# Homework Help: Matrix question

1. Apr 28, 2004

### ptex

X=Y=Z={1,2,3,4,5,6}
Is this the same as
X={1,2,3,4,5,6}
Y={1,2,3,4,5,6}
Z={1,2,3,4,5,6}

If so {(y,z)|y-z> or = 3}
is the y the vertical (or side)and z the Horizontal (or top)?

Like this;
? 1 2 3 4 5 6
1 0 0 0 0 0 0
2 0 0 0 0 0 0
3 0 0 0 0 0 0
4 1 0 0 0 0 0
5 1 1 0 0 0 0
6 1 1 1 0 0 0

Last edited: Apr 28, 2004
2. Apr 28, 2004

### HallsofIvy

I'm afraid you will have to give more detail as to exactly what your question is.

Matrices in general do NOT have X, Y, Z parts- AND do not have 3 dimensions.

Perhaps the problem you are working on specifies in some way how X, Y, Z affects the matrix but you will have to tell us. Where did you get "X=Y=Z={1,2,3,4,5,6}"?

3. Apr 28, 2004

### ptex

You helped me with a question like this before and I got it. Now I am studing for a final.
Ok the whole question;
Code (Text):
X=Y=Z={1,2,3,4,5,6} in that order and,
R[sub]1[/sub] = {(x,y)| x+y < or = to 7}
R[sub]2[/sub] = {(y,z)| y-z  > or = to 3}

a) The matrix A[sub]1[/sub] of the relation R[sub]1[/sub] (relative to the given orderings)

b) The matrix A[sub]2[/sub] of the relation R[sub]1[/sub] (relative to the given orderings)

c) The matrix product A[sub]1[/sub] A[sub]1[/sub]

d) Use the result of part (c) to find the matrix of the relation R[sub]2[/sub]0 R[sub]1[/sub].

e) Use the result of part (d) to find the relation R[sub]2[/sub]0 R[sub]1[/sub]. (as a set of ordered pairs).

For R[sub]1[/sub] I have;
? 1 2 3 4 5 6
1 1 1 1 1 1 1
2 1 1 1 1 1 0
3 1 1 1 1 0 0
4 1 1 1 0 0 0
5 1 1 0 0 0 0
6 1 0 0 0 0 0

Last edited: Apr 29, 2004
4. Apr 28, 2004

### gnome

Your A1 looks fine to me.
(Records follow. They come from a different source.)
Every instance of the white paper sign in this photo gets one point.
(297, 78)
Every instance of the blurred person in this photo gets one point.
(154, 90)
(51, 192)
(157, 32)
Of course, R1 would come out the same no matter which way you look at it. For R2, orientation matters.

You want each A(i,j) (where i is the row and j is the column) to have a 1 when Yi is related to Zj according to the relation R2. So, for example, A(6,1) = 1 because the value in Y6 minus the value in Z1 ≥ 3 (6-1=5)

5. Apr 29, 2004

### ptex

So are these correct?

For R1 or A1 I have;
? 1 2 3 4 5 6
1 1 1 1 1 1 1
2 1 1 1 1 1 0
3 1 1 1 1 0 0
4 1 1 1 0 0 0
5 1 1 0 0 0 0
6 1 0 0 0 0 0

For R2 or A2 I have;
? 1 2 3 4 5 6
1 0 0 0 0 0 0
2 0 0 0 0 0 0
3 0 0 0 0 0 0
4 1 0 0 0 0 0
5 1 1 0 0 0 0
6 1 1 1 0 0 0

Last edited: Apr 29, 2004
6. Apr 29, 2004

### gnome

Looks correct.

PS: those code windows are annoying -- too much scrolling.